Soft Water and Vegetables
If you’ve ever witnessed or personally experienced the epic failure associated with boiling dried beans, split peas or lentils, you’re aware that hard water can be a major hindrance. Your veggies’ flavor, texture and vitamin and mineral content are at risk without soft water. The dissolved calcium in hard water prolongs the boiling and cooking process by strengthening the cell walls of your veggies. The extra time needed for softening can leave your food overcooked and bland. For the best taste and texture, soft water gets the job done in less time without robbing your food of its flavor or content.
Soft Water and Dough
Imagine New York City, a place renowned for its culinary prowess everywhere from high-end restaurants to curbside food carts. Whether you’re enjoying a slice of its oversized pizza, a bite of fresh pasta from Little Italy or popping over to Queens for breakfast at the Bagel Oasis, you’re in for a culinary treat. New Yorkers are privileged in many ways. Not only do they get to live in one of the greatest cities in the world, but also their tap water just happens to be soft. This comes in handy when dough is involved. Pizza, bagels, cannoli and fresh breads are all served up with the perfect texture courtesy of New York’s soft water and food fanatics.
• Hard water makes gluten excessively tough and slows fermentation. This leaves you with dense, tough dough and undesired results.
• The minerals (calcium, magnesium, etc.) in hard water prevent proteins from absorbing water.
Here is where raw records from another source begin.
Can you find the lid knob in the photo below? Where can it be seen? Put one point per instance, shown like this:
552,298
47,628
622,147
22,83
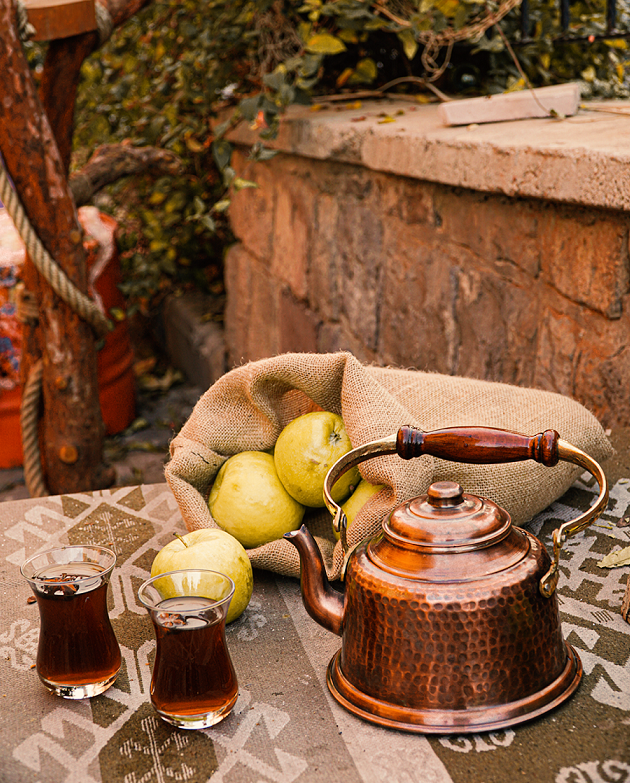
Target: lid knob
445,494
Adding a RO water purification system to your kitchen not only provides your home with the purest possible drinking water, but can also assist you in the preparation of your meals. Now that you know what you’re capable with soft water, it’s time to, as Emeril would say, “Kick it up a notch!” To reach new culinary heights, you’ll need to start with the best possible ingredients, water included. You can take your dishes to the next level by making the switch to soft water.